Sunday, 16 June 2013

Sunday seems like a good day to ask "what is work?"

Towards the end of Jon Manel's report on the Government Digital Service which occupied five minutes of BBC Radio 4's World At One on 10 June 2013 he interviews an "evangelical preacher" called Stephen Kelly who is also the government's chief operating officer.

Mr Kelly says (30'58"-31'59") that it takes his computer seven minutes each day to boot up and that that's like three days a year wasted.

By a curious journalistic operation, Sue Cameron had pre-figured this comment of Mr Kelly's in her 5 June 2013 Telegraph article, Wash the dirty Whitehall linen in private, minister. "You have to ask if someone, somewhere is being economical with the truth", she says. "One insider tells me that, thanks to Mr Maude’s openness agenda, information about Whitehall PCs is easily available. He says the figures indicate that ... the average boot time is two minutes, not seven".

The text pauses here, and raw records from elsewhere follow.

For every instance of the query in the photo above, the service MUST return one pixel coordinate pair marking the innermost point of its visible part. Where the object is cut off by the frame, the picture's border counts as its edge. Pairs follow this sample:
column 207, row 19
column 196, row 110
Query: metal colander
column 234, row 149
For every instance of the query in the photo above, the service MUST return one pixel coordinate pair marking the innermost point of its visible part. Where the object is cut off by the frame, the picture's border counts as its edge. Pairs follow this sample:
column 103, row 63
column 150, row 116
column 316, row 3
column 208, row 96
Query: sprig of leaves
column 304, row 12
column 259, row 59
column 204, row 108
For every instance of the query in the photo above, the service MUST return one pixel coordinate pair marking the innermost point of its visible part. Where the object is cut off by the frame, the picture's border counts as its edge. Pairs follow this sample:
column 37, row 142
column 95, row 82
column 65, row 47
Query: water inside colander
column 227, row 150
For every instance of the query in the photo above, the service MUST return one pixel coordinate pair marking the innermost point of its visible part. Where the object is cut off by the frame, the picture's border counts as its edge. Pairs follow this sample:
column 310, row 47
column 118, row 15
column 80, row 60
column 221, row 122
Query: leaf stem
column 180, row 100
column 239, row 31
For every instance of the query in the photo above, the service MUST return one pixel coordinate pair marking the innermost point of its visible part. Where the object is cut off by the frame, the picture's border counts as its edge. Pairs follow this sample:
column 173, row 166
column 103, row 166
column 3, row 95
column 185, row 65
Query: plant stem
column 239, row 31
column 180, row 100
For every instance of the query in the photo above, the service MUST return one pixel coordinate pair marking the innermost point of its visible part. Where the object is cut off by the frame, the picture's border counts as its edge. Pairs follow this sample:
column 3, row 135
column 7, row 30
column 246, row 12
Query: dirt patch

Mr Kelly is wrong about the "average boot time".

And that's not all he's wrong about.

The three days a year he refers to would, indeed, be wasted if he sits gaping at his screen, waiting for the machine to boot up, doing nothing else all the while, his mind empty. But surely there is work the chief operating officer could be getting on with while his machine is springing into action at the speed of light?

And, once his machine has booted up, does he imagine that he is then ipso facto working and doing something useful?